I support quality and local businesses, but I also support folks who want to spend their money how they want too, the two Chinese ilf set ups I have are impressive, and literally cost 1/8th of my hoyts and bob lees, so again the bigotry of this website always shines, ridiculous 


Sent from my iPhone using Tapatalk


----------



## dahdav (Jul 13, 2013)

I hope Trump is able to work something out that provides our companies some authority to combat this sort of theft.


----------



## aluminated (Oct 10, 2017)

ghostgoblin22 said:


> This is why many folks quit this website, complete utter ignorance
> 
> I have 3 Hoyt satori set ups
> 4 bob lee recurves
> ...


Well, I think you either missed or intentionally ignored my point and that of others above. The objection is NOT to chinese-made goods, it is to use of others’ property without proper permission or recompense. To not acknowledge the difference in the two cases would be completely and utterly ignorant.
You bring the bigotry card to a place where it wasn’t before because you could not bother to read and understand. Good job. Troll elsewhere.


----------



## ghostgoblin22 (May 3, 2013)

aluminated said:


> Well, I think you either missed or intentionally ignored my point and that of others above. The objection is NOT to chinese-made goods, it is to use of others’ property without proper permission or recompense. To not acknowledge the difference in the two cases would be completely and utterly ignorant.
> You bring the bigotry card to a place where it wasn’t before because you could not bother to read and understand. Good job.

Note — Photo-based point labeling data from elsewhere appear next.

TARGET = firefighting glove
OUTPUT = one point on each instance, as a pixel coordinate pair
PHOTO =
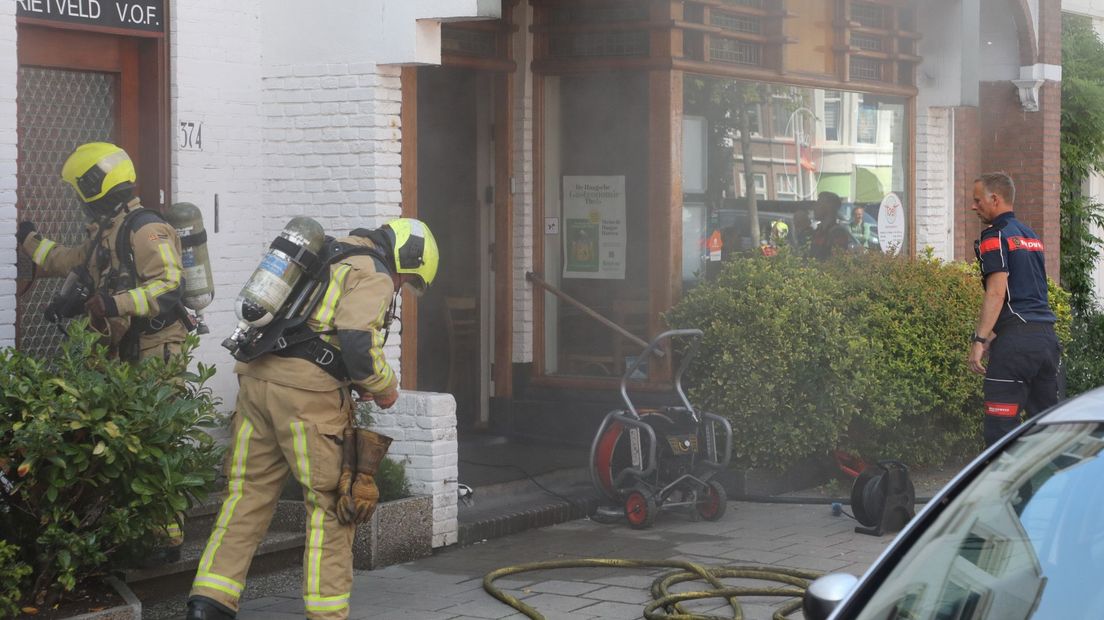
(102, 306)
(359, 503)
(348, 470)
(23, 231)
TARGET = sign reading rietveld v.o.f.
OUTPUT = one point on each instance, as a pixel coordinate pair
(594, 233)
(891, 224)
(146, 15)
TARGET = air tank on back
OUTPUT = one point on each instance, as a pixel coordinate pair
(199, 282)
(269, 286)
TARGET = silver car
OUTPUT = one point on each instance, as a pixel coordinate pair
(1018, 534)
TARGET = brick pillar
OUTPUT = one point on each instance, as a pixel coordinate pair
(423, 426)
(1026, 146)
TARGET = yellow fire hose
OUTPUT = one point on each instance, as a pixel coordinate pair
(667, 606)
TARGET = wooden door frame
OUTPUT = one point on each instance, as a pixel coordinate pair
(140, 61)
(502, 260)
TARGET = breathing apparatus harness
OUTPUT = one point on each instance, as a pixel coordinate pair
(288, 335)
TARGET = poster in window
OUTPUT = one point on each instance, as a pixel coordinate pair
(594, 233)
(891, 224)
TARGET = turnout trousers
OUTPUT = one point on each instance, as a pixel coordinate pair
(1023, 375)
(279, 430)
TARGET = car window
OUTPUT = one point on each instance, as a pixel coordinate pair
(1025, 538)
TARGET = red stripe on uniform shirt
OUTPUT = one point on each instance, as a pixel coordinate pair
(1001, 409)
(1025, 243)
(990, 244)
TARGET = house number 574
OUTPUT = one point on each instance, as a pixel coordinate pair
(191, 136)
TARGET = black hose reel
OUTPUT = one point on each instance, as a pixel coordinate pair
(883, 498)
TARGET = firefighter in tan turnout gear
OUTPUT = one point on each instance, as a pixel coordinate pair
(127, 276)
(130, 262)
(294, 415)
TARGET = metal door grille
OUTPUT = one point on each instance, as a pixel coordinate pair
(57, 110)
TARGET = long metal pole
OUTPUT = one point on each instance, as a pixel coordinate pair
(586, 310)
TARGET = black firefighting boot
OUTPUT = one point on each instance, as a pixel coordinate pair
(202, 608)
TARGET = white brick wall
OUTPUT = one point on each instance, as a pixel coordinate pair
(9, 72)
(423, 426)
(332, 149)
(523, 190)
(934, 182)
(216, 79)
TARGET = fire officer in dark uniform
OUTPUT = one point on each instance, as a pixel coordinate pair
(1016, 325)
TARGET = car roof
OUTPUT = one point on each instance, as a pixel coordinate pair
(1085, 407)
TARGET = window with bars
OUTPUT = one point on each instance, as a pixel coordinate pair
(866, 68)
(733, 51)
(738, 23)
(869, 15)
(868, 42)
(834, 106)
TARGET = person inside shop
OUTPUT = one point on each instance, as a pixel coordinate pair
(830, 237)
(861, 230)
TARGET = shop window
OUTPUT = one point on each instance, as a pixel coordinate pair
(868, 124)
(760, 185)
(832, 108)
(785, 186)
(595, 171)
(810, 150)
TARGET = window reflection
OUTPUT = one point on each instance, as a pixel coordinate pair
(1023, 541)
(753, 172)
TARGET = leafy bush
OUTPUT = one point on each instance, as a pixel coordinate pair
(916, 317)
(779, 357)
(392, 476)
(103, 453)
(1084, 364)
(392, 481)
(13, 570)
(864, 353)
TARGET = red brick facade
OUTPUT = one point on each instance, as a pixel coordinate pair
(1025, 145)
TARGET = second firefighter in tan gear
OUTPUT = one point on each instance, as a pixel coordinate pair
(149, 290)
(294, 416)
(135, 290)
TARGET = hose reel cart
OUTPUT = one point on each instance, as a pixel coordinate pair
(647, 460)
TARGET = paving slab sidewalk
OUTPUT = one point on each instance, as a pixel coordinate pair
(449, 585)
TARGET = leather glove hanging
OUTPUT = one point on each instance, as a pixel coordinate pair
(357, 488)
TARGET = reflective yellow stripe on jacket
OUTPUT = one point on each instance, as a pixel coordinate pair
(324, 317)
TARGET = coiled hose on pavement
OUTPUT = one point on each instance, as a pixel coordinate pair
(666, 605)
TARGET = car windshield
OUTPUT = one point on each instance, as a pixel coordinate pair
(1025, 540)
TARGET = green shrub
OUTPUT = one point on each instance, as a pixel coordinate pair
(779, 357)
(103, 455)
(14, 572)
(392, 481)
(1084, 363)
(919, 403)
(864, 353)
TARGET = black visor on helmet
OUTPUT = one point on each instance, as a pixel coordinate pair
(410, 255)
(92, 182)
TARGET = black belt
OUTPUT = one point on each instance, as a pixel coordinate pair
(1017, 325)
(320, 353)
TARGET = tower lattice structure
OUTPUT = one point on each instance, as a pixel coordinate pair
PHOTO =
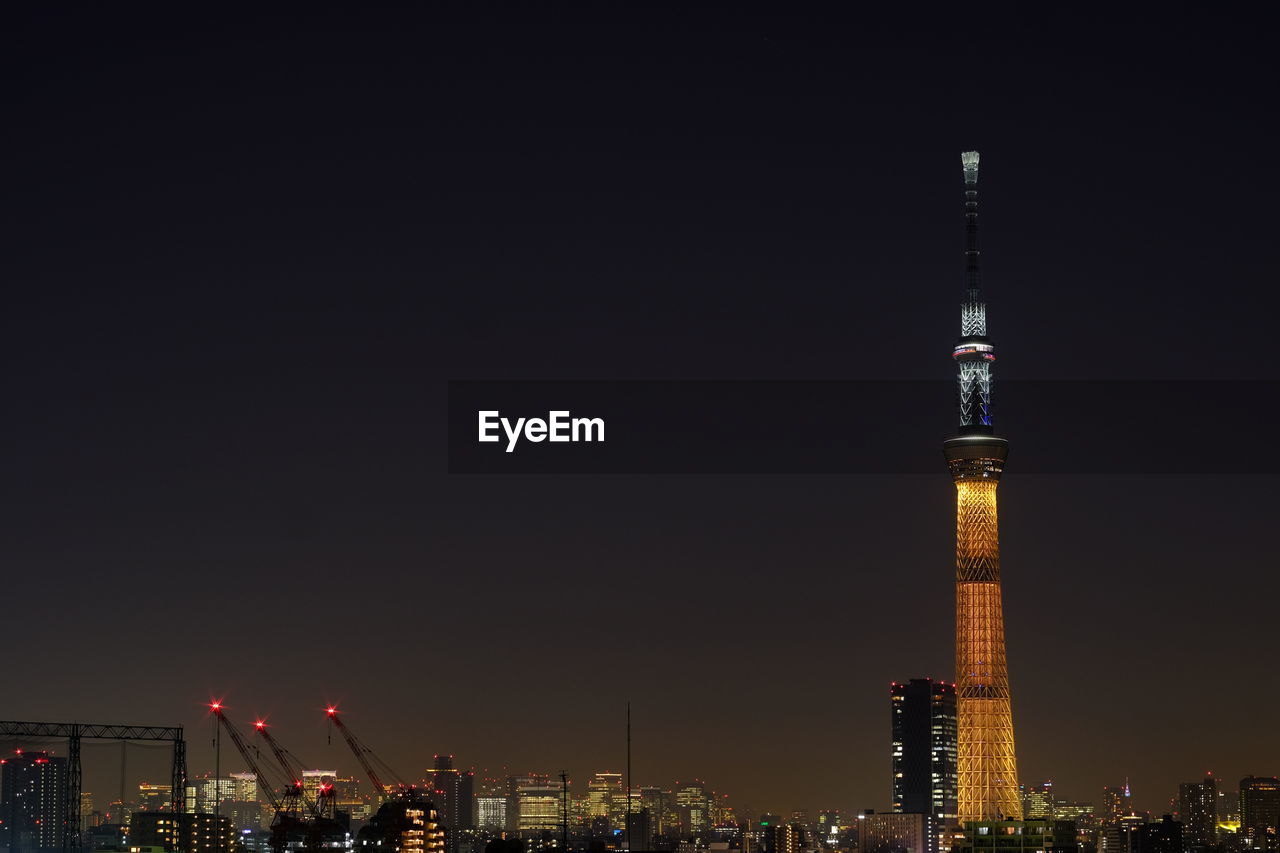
(987, 767)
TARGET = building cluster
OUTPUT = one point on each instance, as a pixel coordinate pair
(1202, 817)
(457, 811)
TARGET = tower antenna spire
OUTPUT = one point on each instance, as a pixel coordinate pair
(973, 277)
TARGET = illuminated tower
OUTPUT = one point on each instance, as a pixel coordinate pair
(987, 784)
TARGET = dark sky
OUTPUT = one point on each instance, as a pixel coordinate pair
(245, 254)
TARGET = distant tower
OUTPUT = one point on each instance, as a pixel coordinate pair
(32, 803)
(987, 766)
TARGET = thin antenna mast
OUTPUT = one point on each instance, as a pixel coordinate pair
(565, 811)
(629, 774)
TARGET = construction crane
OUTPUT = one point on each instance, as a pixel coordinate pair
(284, 822)
(364, 755)
(324, 825)
(296, 801)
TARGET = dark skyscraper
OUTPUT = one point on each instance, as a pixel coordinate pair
(32, 802)
(1162, 836)
(453, 798)
(924, 748)
(1260, 812)
(1198, 812)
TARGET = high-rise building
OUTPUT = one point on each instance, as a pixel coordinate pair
(534, 804)
(190, 833)
(210, 792)
(1161, 836)
(1198, 812)
(490, 813)
(987, 778)
(1123, 835)
(314, 779)
(1260, 812)
(897, 833)
(1115, 803)
(657, 802)
(1038, 801)
(32, 802)
(403, 825)
(155, 798)
(606, 798)
(694, 807)
(452, 797)
(1019, 836)
(924, 748)
(246, 788)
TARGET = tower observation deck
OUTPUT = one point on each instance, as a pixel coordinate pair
(987, 767)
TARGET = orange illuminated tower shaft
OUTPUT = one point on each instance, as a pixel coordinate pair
(987, 767)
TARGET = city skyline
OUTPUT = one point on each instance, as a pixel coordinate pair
(247, 255)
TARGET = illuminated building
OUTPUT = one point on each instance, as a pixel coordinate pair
(187, 833)
(897, 833)
(492, 813)
(1018, 836)
(243, 815)
(784, 838)
(402, 825)
(1260, 812)
(246, 787)
(1198, 812)
(828, 828)
(314, 779)
(155, 798)
(1121, 835)
(534, 804)
(694, 807)
(987, 772)
(924, 748)
(1162, 836)
(32, 802)
(603, 796)
(213, 790)
(1115, 803)
(657, 802)
(1038, 801)
(452, 797)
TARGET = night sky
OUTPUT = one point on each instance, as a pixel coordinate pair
(246, 252)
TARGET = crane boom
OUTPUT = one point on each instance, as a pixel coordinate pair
(282, 758)
(216, 708)
(359, 749)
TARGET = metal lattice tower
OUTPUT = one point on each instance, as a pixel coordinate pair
(987, 766)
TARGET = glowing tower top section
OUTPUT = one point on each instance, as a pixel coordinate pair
(974, 352)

You completely don’t understand where I’m coming from or basically just naive, I read and understand your sentiment completely, I understand the infringement subject, but at the end of the day who cares, $700-800 compared to $150-200 is the main deal here , like I said I don’t blame anyone for buying a cheaper clone , just like in the golf business I used to be in, clone golf sales sold 3x as much as brand names club makers in the last 15 years


----------



## roosiebull (Oct 3, 2010)

ghostgoblin22 said:


> You completely don’t understand where I’m coming from or basically just naive, I read and understand your sentiment completely, I understand the infringement subject, but at the end of the day who cares, $700-800 compared to $150-200 is the main deal here , like I said I don’t blame anyone for buying a cheaper clone , just like in the golf business I used to be in, clone golf sales sold 3x as much as brand names club makers in the last 15 years


wow!! at the end of the day, who cares? seriously?


----------



## ghostgoblin22 (May 3, 2013)

Yeah who cares, I know I’m in the minority on this thread but in the real world theirs no justification between saving 500-600$, this is why I know about 20 folks have quit this site in the last 3 years, complete utter stupidity I can’t deal with anymore 


Sent from my iPhone using Tapatalk


----------



## aluminated (Oct 10, 2017)

roosiebull said:


> wow!! at the end of the day, who cares? seriously?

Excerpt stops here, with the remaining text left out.